Quem já abriu um negócio, foi pra guerra ou passou por uma situação de vida ou morte já falou a célebre frase: “só quem estava lá sabe…”. Isso não precisa ser assim. Na realidade, quanto mais fugirmos disso e compartilharmos as nossas aflições, melhor será para todos, os que estão no lado da produção podem com isso construir de forma coletiva uma solução adequada para os problemas enquanto os que estão no lado da divulgação podem disseminar o conhecimento embasado ao alcance de todos. Em suma, podemos nos aproximar uns dos outros. OK, isso pareceu frase de grupo de auto-ajuda…
Vou dar um exemplo que acho que seja de interesse geral: hoje se fala que a cerveja no Brasil é muito cara. Pra vocês verem como as coisas não são tão simples, vocês perceberão que nunca há apenas um vilão e a coisa é mais complicada do que parece.
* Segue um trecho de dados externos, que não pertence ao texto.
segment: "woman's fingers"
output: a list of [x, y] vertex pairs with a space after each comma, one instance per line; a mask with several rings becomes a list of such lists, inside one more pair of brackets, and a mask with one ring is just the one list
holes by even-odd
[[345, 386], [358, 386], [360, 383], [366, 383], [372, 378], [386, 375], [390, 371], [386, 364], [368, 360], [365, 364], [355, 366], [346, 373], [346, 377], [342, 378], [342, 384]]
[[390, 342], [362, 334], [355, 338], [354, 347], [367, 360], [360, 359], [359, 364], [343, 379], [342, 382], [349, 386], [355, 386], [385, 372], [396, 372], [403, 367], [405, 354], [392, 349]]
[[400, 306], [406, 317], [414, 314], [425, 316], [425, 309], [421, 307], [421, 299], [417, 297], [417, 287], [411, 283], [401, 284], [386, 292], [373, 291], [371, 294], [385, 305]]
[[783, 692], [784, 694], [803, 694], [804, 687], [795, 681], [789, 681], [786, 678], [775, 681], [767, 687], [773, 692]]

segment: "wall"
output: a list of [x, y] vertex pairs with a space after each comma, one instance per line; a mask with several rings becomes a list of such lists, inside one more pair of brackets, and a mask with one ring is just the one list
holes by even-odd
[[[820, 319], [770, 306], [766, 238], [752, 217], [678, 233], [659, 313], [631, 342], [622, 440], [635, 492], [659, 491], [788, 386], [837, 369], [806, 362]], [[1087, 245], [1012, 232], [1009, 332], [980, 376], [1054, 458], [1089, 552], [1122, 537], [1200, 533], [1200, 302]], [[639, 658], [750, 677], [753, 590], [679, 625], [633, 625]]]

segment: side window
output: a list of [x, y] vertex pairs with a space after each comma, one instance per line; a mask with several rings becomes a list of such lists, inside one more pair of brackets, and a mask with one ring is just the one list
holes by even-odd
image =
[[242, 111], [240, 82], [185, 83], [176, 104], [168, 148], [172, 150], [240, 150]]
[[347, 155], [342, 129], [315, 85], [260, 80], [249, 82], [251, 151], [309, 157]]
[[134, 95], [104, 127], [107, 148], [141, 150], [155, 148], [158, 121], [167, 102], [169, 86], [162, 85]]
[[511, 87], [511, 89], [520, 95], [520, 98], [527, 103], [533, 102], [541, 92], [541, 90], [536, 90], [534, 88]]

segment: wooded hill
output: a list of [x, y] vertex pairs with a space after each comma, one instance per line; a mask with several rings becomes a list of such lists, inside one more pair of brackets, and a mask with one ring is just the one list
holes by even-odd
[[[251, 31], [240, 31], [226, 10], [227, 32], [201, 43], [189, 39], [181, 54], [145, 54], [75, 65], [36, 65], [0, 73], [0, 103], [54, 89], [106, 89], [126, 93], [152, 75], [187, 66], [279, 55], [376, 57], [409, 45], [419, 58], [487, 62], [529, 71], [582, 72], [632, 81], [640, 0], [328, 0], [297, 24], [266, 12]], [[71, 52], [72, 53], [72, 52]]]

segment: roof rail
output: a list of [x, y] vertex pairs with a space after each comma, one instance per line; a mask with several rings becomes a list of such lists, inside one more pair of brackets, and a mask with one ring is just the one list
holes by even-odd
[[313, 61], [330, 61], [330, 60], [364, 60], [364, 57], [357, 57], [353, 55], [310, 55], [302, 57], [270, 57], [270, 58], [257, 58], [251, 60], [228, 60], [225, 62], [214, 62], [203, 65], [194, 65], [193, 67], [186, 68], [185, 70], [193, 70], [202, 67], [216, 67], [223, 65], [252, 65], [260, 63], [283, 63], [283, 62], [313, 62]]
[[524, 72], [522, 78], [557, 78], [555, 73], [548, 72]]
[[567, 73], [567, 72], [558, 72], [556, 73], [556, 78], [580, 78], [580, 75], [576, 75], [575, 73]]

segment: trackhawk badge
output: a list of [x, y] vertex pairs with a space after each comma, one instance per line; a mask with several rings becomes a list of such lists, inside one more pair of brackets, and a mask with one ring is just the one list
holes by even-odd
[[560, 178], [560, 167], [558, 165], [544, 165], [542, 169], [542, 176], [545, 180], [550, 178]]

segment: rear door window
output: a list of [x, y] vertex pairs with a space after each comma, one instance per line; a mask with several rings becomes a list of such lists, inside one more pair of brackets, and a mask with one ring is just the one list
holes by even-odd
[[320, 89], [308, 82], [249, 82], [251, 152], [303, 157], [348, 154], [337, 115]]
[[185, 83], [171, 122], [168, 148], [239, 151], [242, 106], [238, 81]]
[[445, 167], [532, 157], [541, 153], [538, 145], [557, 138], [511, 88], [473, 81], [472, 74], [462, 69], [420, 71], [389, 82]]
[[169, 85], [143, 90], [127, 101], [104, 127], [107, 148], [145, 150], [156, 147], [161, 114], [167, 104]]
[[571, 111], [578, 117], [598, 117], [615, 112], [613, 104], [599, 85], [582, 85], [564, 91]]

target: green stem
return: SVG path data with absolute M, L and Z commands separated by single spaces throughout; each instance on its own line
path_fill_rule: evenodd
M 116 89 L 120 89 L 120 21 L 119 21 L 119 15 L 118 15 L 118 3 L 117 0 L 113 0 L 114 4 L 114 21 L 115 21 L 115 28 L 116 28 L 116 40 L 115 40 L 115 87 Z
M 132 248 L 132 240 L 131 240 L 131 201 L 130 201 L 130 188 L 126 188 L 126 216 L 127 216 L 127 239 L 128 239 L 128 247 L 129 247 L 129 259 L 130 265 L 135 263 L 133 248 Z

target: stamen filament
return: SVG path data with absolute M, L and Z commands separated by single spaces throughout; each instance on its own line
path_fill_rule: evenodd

Vocês sabiam que, além de impostos altos, o Brasil é um dos países com a logística mais cara do mundo? Nos comparando com países de dimensões continentais como os Estados Unidos, onde 90% dos transportes pesados para portos no país são feitos via trem ou balsas, aqui no Brasil temos menos da metade deste valor percentual (33% – dados da Informa Economics). Aqui, utilizamos estradas, porque o Brasil está bem longe da quilometragem de trilhos de trem quando comparado aos EUA (Os EUA é o país com maior quilometragem de trilhos no mundo, com 226.427 km. O Brasil tem 29.000km). Nosso país tem estradas péssimas, pedágios caros e um governo ciente do problema que é ótimo em planejar – mas péssimo em executar. Para ajudar a desmistificar a questão do preço e informar a todos, elaborei, com a ajuda dos meus queridos colegas de profissão, este guia sucinto que fala sobre o custo da cerveja no Brasil. De maneira alguma iremos esgotar a discussão em cima de cada ponto aqui; isso é apenas uma maneira de informa-los sobre o meio inóspito em que nós, cervejeiros, estamos inseridos e tentando de todas as formas fazer com que um produto de qualidade chegue nas mãos de vocês. Talvez assim, com as informações corretas, as pessoas passem a entender melhor a nossa situação e nos fornecer mais apoio para que a indústria cervejeira no Brasil cresça e deixe sua marca permanente.
A – armazenamento
Quando se produz algo, é preciso de espaço para armazenar o produto finalizado. Apesar de termos dimensões continentais, a esmagadora maioria dos produtores, sejam eles do setor agrícola ou da indústria, ainda dependem de terceiros para armazenagem dos seus produtos. Novamente comparando com um país grande como o nosso, os EUA: metade das operações de armazenamento do setor agrícola americano está localizada nas próprias fazendas. Aqui no Brasil, apenas 6% da produção agrícola do país é armazenada no local onde foi cultivada, sendo que ela é transportada (leia-se: impactando aí um custo logístico) para um terceiro que a armazena e que, obviamente, cobra por isso. Quem paga, no final das contas? O consumidor, lá na ponta… Mas porque diabos estou falando de agricultura? Lembrem que uma cervejaria utiliza malte e lúpulo, onde o malte, mesmo em grande parte sendo produzido no Brasil, ainda custa caro; o lúpulo, por ser importado, mais ainda.